Rating: 4 stars
Date begun: May 13th, 2012
Date finished: May 15th, 2012
Sirantha Jax has a rare gene that allows her to jump spaceships through Grimspace, allowing them to travel huge distances in relatively short amounts of time. Hence she's been prized as a navigator for the Corp. However, on Jax' last journey, the space ship crashed, killing the several hundred passengers (including a very beloved diplomat), as well as the pilot (Jax' lover). Jax is in jail, being questioned and blamed for the disaster, but has absolutely no memories of what happened.
Jax is broken out of jail by a band of mercenaries, who want her help in starting up a rebel academy for navigators, to challenge the Corp's monopoly in space travel. One of the down sides of being a Jumper is that travelling through Grimspace takes a heavy toll on the navigators who do it, and they tend not to have very long life expectancies, because they burn out. Jax has survived a surprisingly high number of jumps, and lives with the knowledge that every jump could be her last. She's devastated by the loss of her pilot/lover/best friend, and not all that inclined to help the merry band of rogues who come to bust her out of prison. Yet their jumper burned out on the way to rescue her, so she has to help them at least get away, and once she joins up with them, they become fugitives hunted by the powerful and influential Corp. Will the mercenaries convince Jax to join their noble cause? Will Jax find out what actually happened with the crash? Will she survive the bounty hunters the Corp are sending after her? Can she settle in with a new pilot and crew and get over the massive emotional trauma of losing her partner?

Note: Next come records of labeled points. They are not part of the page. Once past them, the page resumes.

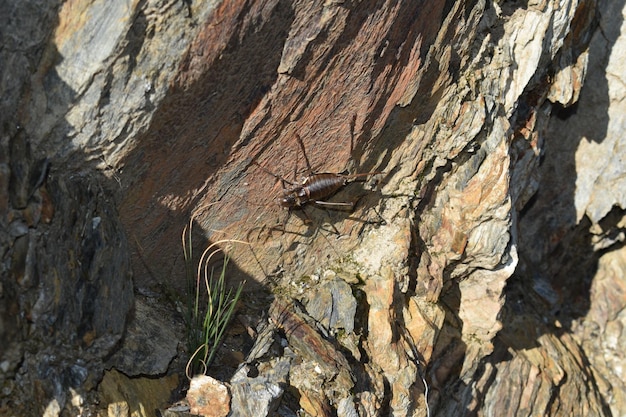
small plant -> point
(210, 304)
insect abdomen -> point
(322, 186)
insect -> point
(315, 188)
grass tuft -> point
(210, 303)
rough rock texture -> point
(484, 258)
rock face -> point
(481, 271)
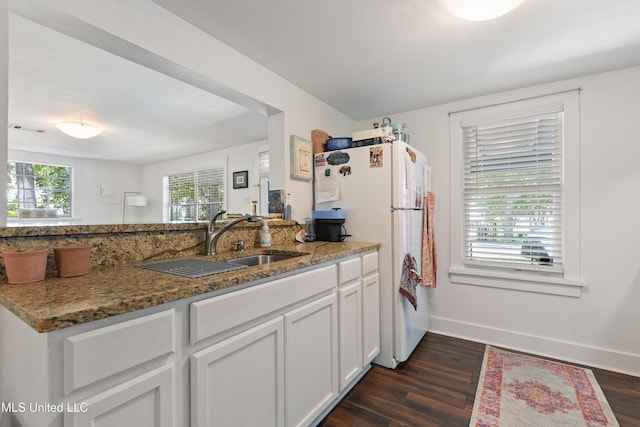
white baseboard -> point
(611, 360)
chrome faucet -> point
(214, 233)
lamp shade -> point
(81, 130)
(474, 10)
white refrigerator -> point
(382, 187)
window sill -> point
(517, 281)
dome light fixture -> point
(480, 10)
(78, 129)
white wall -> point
(601, 327)
(90, 206)
(243, 157)
(147, 25)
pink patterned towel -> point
(409, 280)
(429, 256)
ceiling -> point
(146, 116)
(372, 58)
(367, 59)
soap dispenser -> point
(265, 235)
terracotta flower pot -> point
(72, 260)
(25, 265)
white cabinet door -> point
(370, 317)
(240, 381)
(311, 349)
(144, 401)
(350, 318)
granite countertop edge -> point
(58, 303)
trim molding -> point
(596, 357)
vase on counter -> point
(25, 265)
(72, 260)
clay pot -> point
(72, 260)
(25, 265)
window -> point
(196, 196)
(38, 191)
(515, 195)
(512, 193)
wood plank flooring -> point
(437, 385)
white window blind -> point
(196, 196)
(512, 183)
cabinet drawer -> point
(369, 263)
(215, 315)
(349, 270)
(98, 354)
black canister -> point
(330, 230)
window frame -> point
(568, 282)
(218, 170)
(44, 189)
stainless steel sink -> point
(261, 259)
(191, 267)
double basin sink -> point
(198, 267)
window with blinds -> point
(196, 196)
(36, 190)
(512, 184)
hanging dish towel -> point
(429, 256)
(409, 280)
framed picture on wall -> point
(241, 179)
(301, 158)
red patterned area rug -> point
(521, 391)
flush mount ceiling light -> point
(480, 10)
(81, 130)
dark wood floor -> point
(437, 385)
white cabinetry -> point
(240, 380)
(116, 374)
(350, 312)
(144, 401)
(359, 314)
(370, 307)
(283, 330)
(278, 353)
(311, 348)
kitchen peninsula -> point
(287, 338)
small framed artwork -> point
(241, 179)
(301, 158)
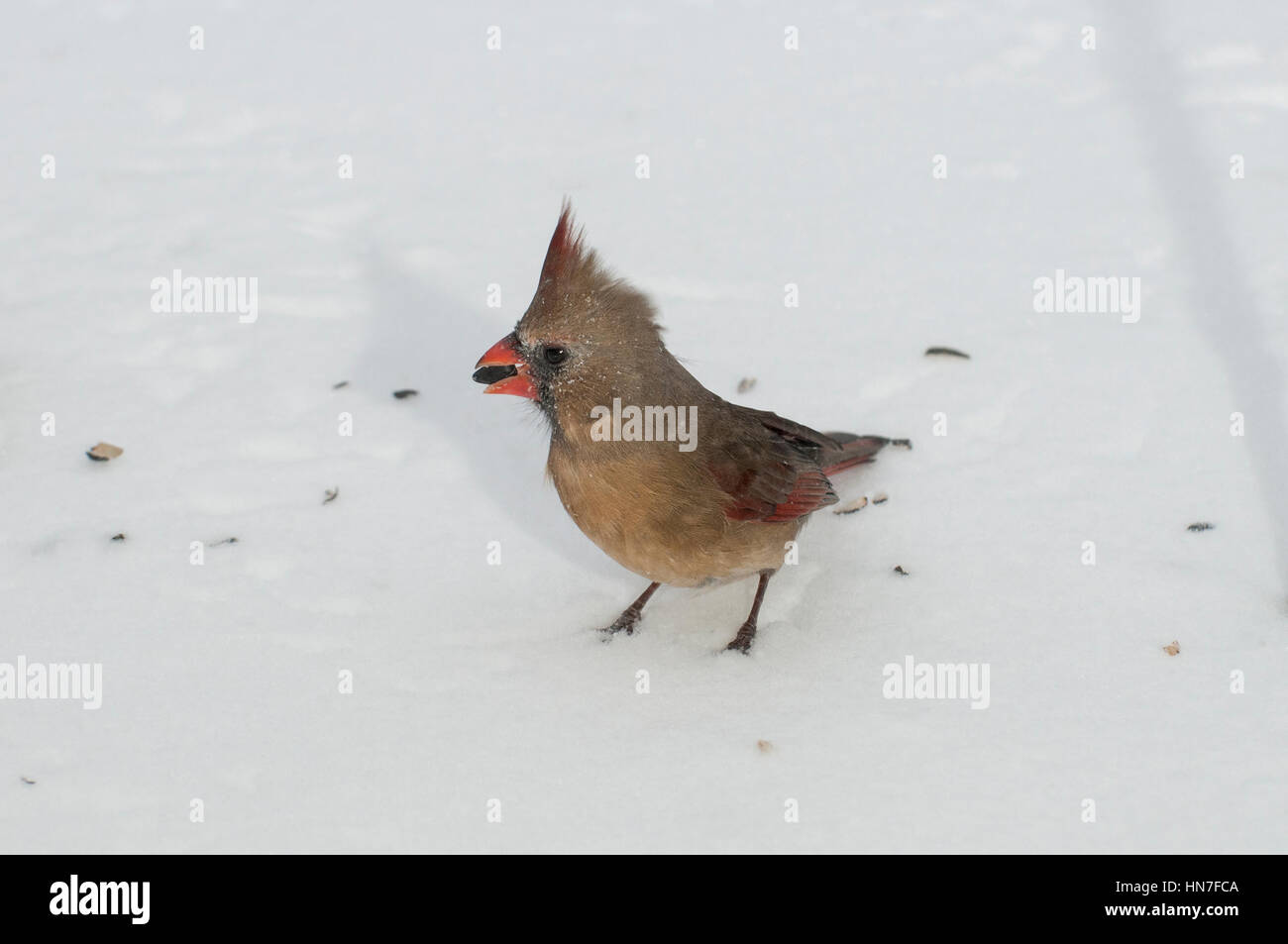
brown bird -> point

Grimspace was this month's backup book in the Vaginal Fantasy Hangout, and while at first glance, it shares many similarities to Gabriel's Ghost, I ended up liking this one a whole lot more. While both books start with a heroine being broken out of prison by the hero (with psy mind powers) they will later develop a romance with, having been set up/framed for some huge accident, the plots of the books then diverge pretty rapidly.
I really liked the concept of the Jumpers, with a special gene that made them unusual and highly valued. Clearly being a Jumper also takes a massive toll on people, though, and Jax is messed up for a whole host of reasons, not just because she's the sole survivor of a massive crash where she lost her partner. Cynical, sarcastic, yet brave sometimes to the point of stupidity, she's a very interesting heroine. She and March (the love interest) start out having a decidedly antagonistic relationship, and as she figures out really quickly that he can read her mind, she keeps thinking of all sorts of horrible things happening to him, just to wind him up.
Having been lauded as one of the darlings of the Corp, Jax' change in situation, where she is imprisoned, then hunted and forced to flee with a band of merry misfits, is not an easy adjustment for her. She's not at all enthused about the idea of throwing her lot in with them, and certainly not keen on the idea of travelling around the galaxies, one step ahead of whomever the Corp has sent after them, to gather recruits for the new Jumper academy that the rebels want to set up. Jax just wants to clear her name and get on with her life. Of course it's not that simple.
With a very prickly, but likable heroine, a pretty intriguing romantic subplot, a cast of interesting supporting characters and very cool world building, Ann Aguirre succeeded where Linnea Sinclair failed. I will absolutely be reading more books in this series, even though I normally avoid sci-fi, and I will probably check out her series of paranormal fantasy books too.